Why the expertise barrier is overblown
The formal threat modeling methodologies — STRIDE, PASTA, Attack Trees, VAST — have real value, but they were designed for contexts where you have time, resources, and dedicated security professionals. For a 15-engineer product company doing two-week sprints, trying to run full PASTA (Process for Attack Simulation and Threat Analysis) on every feature is a path to abandonment.
STRIDE, developed at Microsoft in the late 1990s, is the most accessible starting point for engineering teams without dedicated security staff. The six categories — Spoofing, Tampering, Repudiation, Information Disclosure, Denial of Service, Elevation of Privilege — map well to the threat categories that appear repeatedly in real incident post-mortems. More importantly, they're concrete enough that non-security engineers can apply them without expert facilitation.
The insight that most threat modeling trainers don't say loudly enough: engineers already understand threats. They just don't use security vocabulary for them. An engineer who says "what if someone passes a malicious JWT in that endpoint?" is doing threat modeling. The framework's job is to make that thinking systematic and ensure you're not missing entire categories.
The 90-minute STRIDE-light session
Here's the format that works for teams new to threat modeling. Block 90 minutes. Include the engineers who built or are building the feature, the tech lead, and if available a product manager who understands the user model.
Start with 15 minutes drawing the data flow diagram. Not a full architecture diagram — just: what data enters this system, what touches it, where does it go, what's the trust boundary between "user controls this" and "we control this"? A whiteboard or shared Miro board works fine. The diagram doesn't need to be complete, it needs to be a shared model.
Then spend 60 minutes running STRIDE against each trust boundary crossing. For each data flow that crosses a trust boundary, ask six questions: Can this flow be spoofed? Can the data be tampered with in transit? Can the requester deny having made the request? Is there information exposed in this flow that shouldn't be? Can this flow be used to cause denial of service? Can this flow be used to gain elevated privilege?
Not every question will be relevant to every boundary. That's fine. You're looking for the ones where the answer is "actually, yes, that's possible and we haven't addressed it." Write those down. They become findings.
The final 15 minutes are for triage. Which findings are high-risk enough to address in the current sprint? Which go to the backlog? Which are acceptable risks given current context? Those decisions should be made by the team, not delegated to a security team to review six weeks later.
Common failure modes in first sessions
The first time an engineering team runs a threat modeling session, a few predictable things happen:
The data flow diagram takes too long. Engineers want to get it exactly right. The diagram doesn't need to be exact — it needs to be good enough to surface trust boundaries. Timebox it to 15 minutes and move on even if it's incomplete. A 70% complete diagram that generates real findings is better than a 100% complete diagram that takes the entire session to produce.
The team gets stuck on "but this is already handled by our framework." Rails has CSRF protection. Django handles SQL parameterization. Acknowledge that and move on — the goal is to find what the framework doesn't handle for you, not to re-litigate what it does.

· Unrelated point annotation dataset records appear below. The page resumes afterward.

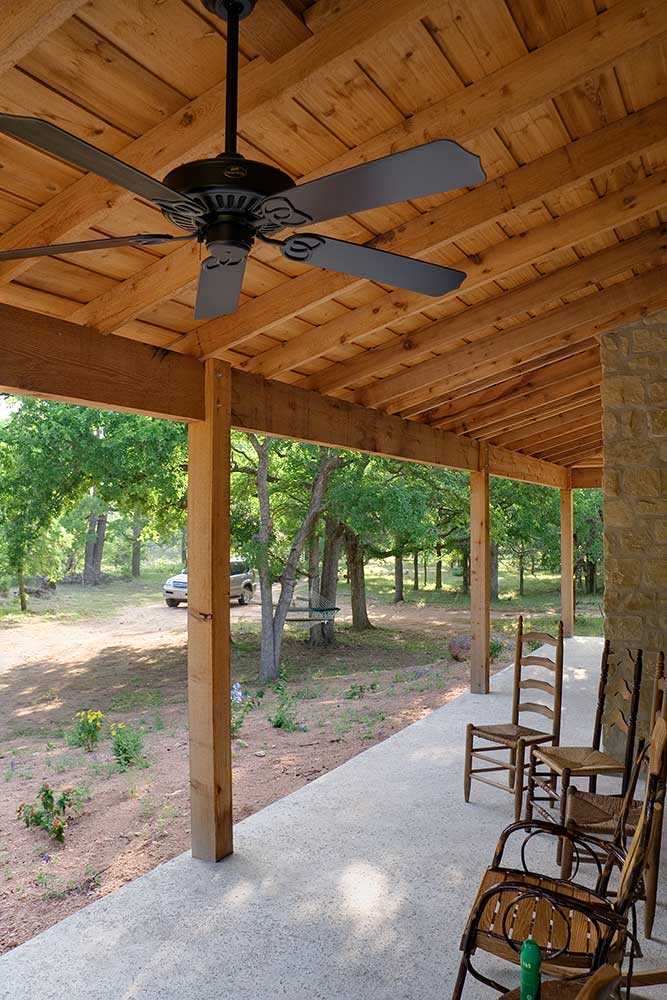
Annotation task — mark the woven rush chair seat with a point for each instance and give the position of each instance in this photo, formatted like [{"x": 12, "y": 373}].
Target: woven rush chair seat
[{"x": 581, "y": 762}]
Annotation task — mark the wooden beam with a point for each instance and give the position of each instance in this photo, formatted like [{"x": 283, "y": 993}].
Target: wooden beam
[
  {"x": 600, "y": 308},
  {"x": 567, "y": 561},
  {"x": 601, "y": 216},
  {"x": 281, "y": 410},
  {"x": 209, "y": 657},
  {"x": 26, "y": 23},
  {"x": 586, "y": 479},
  {"x": 542, "y": 73},
  {"x": 547, "y": 383},
  {"x": 480, "y": 581},
  {"x": 55, "y": 359},
  {"x": 512, "y": 465}
]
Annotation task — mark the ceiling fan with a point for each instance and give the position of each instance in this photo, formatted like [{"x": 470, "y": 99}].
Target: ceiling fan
[{"x": 228, "y": 201}]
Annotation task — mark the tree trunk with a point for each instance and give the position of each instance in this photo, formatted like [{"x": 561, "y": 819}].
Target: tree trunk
[
  {"x": 322, "y": 634},
  {"x": 273, "y": 621},
  {"x": 89, "y": 558},
  {"x": 23, "y": 600},
  {"x": 438, "y": 567},
  {"x": 354, "y": 554},
  {"x": 184, "y": 546},
  {"x": 493, "y": 554},
  {"x": 398, "y": 578},
  {"x": 465, "y": 581},
  {"x": 136, "y": 548}
]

The findings list is either empty or enormous. An empty list usually means the team isn't thinking adversarially enough — they're asking "could this happen in our system?" rather than "how would an attacker make this happen?" An enormous list usually means the team is conflating security issues with general code quality issues. Keep the scope narrow: findings are about security impact, not code cleanliness.
What to do with the output
This is where many threat modeling programs fail. The session produces findings. Those findings go into a document. The document lives in Confluence. Six months later, nobody has acted on any of them because they were never translated into actual work items.
The discipline is to convert every accepted finding into a JIRA ticket (or GitHub Issue, or whatever your team uses) before the session ends. Assign it. Give it a priority. If it's not important enough to be a ticket, it's not important enough to be a finding — cross it off the list.
We're not saying every threat needs to be fixed immediately. That's not realistic. We're saying every threat that's accepted as real and in-scope needs to be tracked as work, not as documentation. The difference between a threat modeling program that works and one that doesn't is usually whether the output lives in your backlog or in a document nobody revisits.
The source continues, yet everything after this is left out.